Sur le canapéFox footy

Ce sont des jeans noirs et RMS pour sur le canapé.

L'ensemble semble avoir été conçu par l'IA: avec ses canapés jumeaux placés dans un V, une petite table basse au milieu et une console de divertissement au loin, il ressemble à un salon dans lequel personne ne vivra jamais.

Mais étant donné à quel point les hôtes sont raidement robotiques, il peut être parfait.

Jack Riewoldt a un t-shirt à manches longues, signifiant de son double statut d'hôte et de détendu. Les trois autres – Jordan Lewis, Nathan Buckley, Jonathan Brown – sont en chemises à col.
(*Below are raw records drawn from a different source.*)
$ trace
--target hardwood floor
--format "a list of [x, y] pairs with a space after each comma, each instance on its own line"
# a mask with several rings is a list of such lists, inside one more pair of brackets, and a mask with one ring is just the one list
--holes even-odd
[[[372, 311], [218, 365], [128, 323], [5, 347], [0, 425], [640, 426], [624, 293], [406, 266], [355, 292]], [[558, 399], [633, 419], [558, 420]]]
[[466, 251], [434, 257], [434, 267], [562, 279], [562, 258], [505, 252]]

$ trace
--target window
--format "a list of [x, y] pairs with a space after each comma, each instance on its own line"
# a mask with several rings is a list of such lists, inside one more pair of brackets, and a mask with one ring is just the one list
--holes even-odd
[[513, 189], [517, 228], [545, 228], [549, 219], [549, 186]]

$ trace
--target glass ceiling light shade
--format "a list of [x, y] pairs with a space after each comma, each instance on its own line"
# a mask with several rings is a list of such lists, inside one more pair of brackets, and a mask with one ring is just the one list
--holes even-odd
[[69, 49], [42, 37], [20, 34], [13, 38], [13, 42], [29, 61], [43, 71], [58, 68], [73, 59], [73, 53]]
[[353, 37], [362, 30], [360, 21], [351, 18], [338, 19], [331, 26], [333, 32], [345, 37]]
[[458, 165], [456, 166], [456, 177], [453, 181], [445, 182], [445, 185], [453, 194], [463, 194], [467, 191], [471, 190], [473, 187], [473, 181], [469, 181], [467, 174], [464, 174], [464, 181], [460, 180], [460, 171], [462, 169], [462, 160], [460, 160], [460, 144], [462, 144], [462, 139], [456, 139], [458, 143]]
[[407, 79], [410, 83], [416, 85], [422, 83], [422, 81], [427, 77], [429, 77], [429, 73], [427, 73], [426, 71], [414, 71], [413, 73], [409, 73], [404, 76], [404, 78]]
Les quatre portent un jean skinny foncé et RMS.

C'est comme si nous regardions une sorte d'expérience sociale bizarre – « Voir ce qui se passe lorsque nous assemblons quatre mâles alpha et disons-leur d'être gentils les uns envers les autres » – et c'est inconfortable comme l'enfer. Maaaate, vous pouvez presque couper la testostérone avec un couteau.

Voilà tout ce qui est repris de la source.